Ainsi, mettre au travail, c’est déterminer, orienter le travail pour en faire la source de valeurs marchandes nouvelles. Tout processus qui s’inscrirait dans une pareille démarche mériterait la qualification de « mise au travail ». Et ils sont nombreux, tant l’exploitation du travail réalisé par une personne peut adopter des figures diverses. L’on songera bien entendu, et en premier lieu, à l’opposition classique entre le travailleur exploitant lui-même son travail en prenant seul les décisions qui orienteront son activité pour la transformer en une source de profit (indépendance), et le travailleur soumis à un tiers exploitant prenant à sa place les décisions en question (salariat). Considérant le second cas, viendront à l’esprit tant l’hypothèse du travailleur exploité par celui qui le recrute et le rémunère (relation de travail salariée bipartite), que celle du travailleur exploité par une autre personne, déchargée de l’obligation de lui verser une rémunération (prêt de main-d’œuvre). En tout état de cause, l’on pensera au travailleur exploité pour une période temporellement déterminée ou au contraire indéterminée, de jour ou au contraire de nuit, gratuitement ou contre une contrepartie financière, dans l’entreprise ou en d’autres lieux, à temps complet ou à temps partiel… Les déclinaisons sont multiples, et si beaucoup ont déjà été imaginées, certainement que d’autres sont encore susceptibles d’être inventées. Chacune, elles constituent autant de « formes de mise au travail ».

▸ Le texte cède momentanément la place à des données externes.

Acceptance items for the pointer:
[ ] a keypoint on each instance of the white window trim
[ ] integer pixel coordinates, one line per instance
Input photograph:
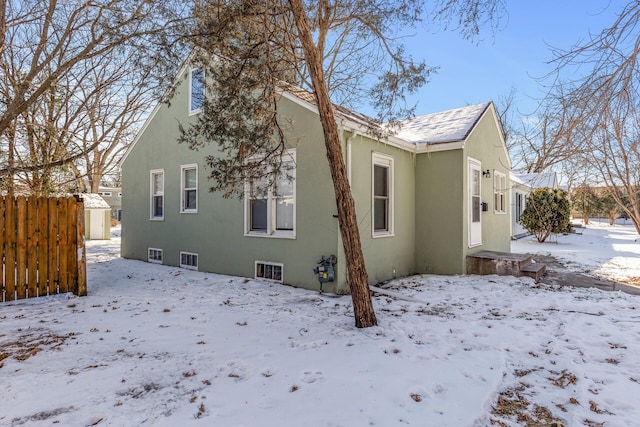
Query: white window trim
(191, 70)
(155, 261)
(274, 264)
(187, 266)
(499, 176)
(379, 159)
(151, 216)
(183, 168)
(272, 232)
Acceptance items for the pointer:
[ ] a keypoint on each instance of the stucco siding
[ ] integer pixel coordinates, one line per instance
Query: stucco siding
(393, 255)
(439, 212)
(216, 231)
(485, 144)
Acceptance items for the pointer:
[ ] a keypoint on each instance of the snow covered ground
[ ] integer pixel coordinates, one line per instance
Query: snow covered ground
(163, 346)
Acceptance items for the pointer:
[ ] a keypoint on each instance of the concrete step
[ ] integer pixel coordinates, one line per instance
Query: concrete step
(504, 264)
(535, 271)
(500, 263)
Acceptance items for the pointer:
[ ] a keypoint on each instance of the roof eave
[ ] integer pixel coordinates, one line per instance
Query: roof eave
(423, 147)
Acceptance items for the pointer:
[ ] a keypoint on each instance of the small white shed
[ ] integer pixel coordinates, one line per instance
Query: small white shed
(97, 217)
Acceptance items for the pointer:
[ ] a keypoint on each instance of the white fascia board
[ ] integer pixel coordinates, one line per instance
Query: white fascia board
(391, 140)
(442, 146)
(291, 97)
(497, 123)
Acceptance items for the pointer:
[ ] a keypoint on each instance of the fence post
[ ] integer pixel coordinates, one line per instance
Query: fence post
(10, 249)
(82, 253)
(43, 247)
(21, 248)
(32, 247)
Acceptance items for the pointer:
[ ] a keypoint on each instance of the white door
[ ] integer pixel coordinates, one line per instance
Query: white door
(96, 230)
(475, 203)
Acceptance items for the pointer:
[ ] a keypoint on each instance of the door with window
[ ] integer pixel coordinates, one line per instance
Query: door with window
(475, 202)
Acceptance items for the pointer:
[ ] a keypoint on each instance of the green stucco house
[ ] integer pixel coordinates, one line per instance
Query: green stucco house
(425, 197)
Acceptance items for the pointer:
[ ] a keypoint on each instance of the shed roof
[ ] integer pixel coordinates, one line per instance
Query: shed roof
(94, 201)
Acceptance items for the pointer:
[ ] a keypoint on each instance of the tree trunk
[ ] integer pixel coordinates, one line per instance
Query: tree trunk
(357, 273)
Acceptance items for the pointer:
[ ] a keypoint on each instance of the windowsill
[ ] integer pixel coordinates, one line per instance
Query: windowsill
(380, 234)
(277, 235)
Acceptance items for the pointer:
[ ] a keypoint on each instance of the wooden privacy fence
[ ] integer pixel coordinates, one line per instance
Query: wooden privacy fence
(42, 247)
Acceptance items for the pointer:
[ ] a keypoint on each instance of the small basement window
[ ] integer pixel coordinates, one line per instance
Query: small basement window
(269, 271)
(189, 260)
(155, 255)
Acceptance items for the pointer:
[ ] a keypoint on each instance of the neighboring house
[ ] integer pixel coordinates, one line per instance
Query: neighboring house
(521, 185)
(425, 198)
(97, 217)
(539, 180)
(113, 196)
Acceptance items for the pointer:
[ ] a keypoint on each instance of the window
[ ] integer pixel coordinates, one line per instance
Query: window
(382, 189)
(189, 186)
(269, 271)
(270, 209)
(499, 188)
(155, 255)
(519, 206)
(157, 194)
(189, 260)
(196, 90)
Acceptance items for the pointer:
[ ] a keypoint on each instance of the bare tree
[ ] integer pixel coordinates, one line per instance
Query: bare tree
(605, 103)
(114, 103)
(338, 50)
(44, 42)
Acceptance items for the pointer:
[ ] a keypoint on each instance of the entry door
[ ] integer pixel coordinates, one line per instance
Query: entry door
(475, 205)
(96, 230)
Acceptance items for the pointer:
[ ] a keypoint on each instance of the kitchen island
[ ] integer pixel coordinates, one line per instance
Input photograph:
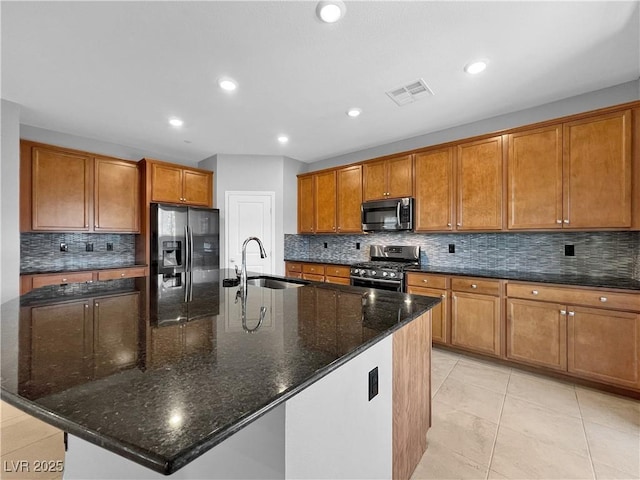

La notion de mise au travail se donne ainsi à voir comme une catégorie englobante, rassemblant sous la même bannière la très grande variété de processus permettant l’exploitation du travail d’une personne. Comprise de la sorte, la notion apparaît, d’une part, comme un outil du droit. Terrain pour la conception de classifications ou de typologies, elle est la prémisse de tout effort de mise en ordre du droit positif des relations individuelles de travail, de sorte que tout projet d’ordonnancement de ce pan du droit du travail aura nécessairement pour terme premier la notion de mise au travail. Mais encore, et d’autre part, la notion de mise au travail telle qu’elle a ici été définie se fait révélatrice de la grande diversité des outils juridiques offerts à l’employeur qui souhaite embaucher. Plus loin, elle permet de mettre en lumière une conception instrumentale d’un droit du travail envisagé comme technique d’organisation de l’entreprise.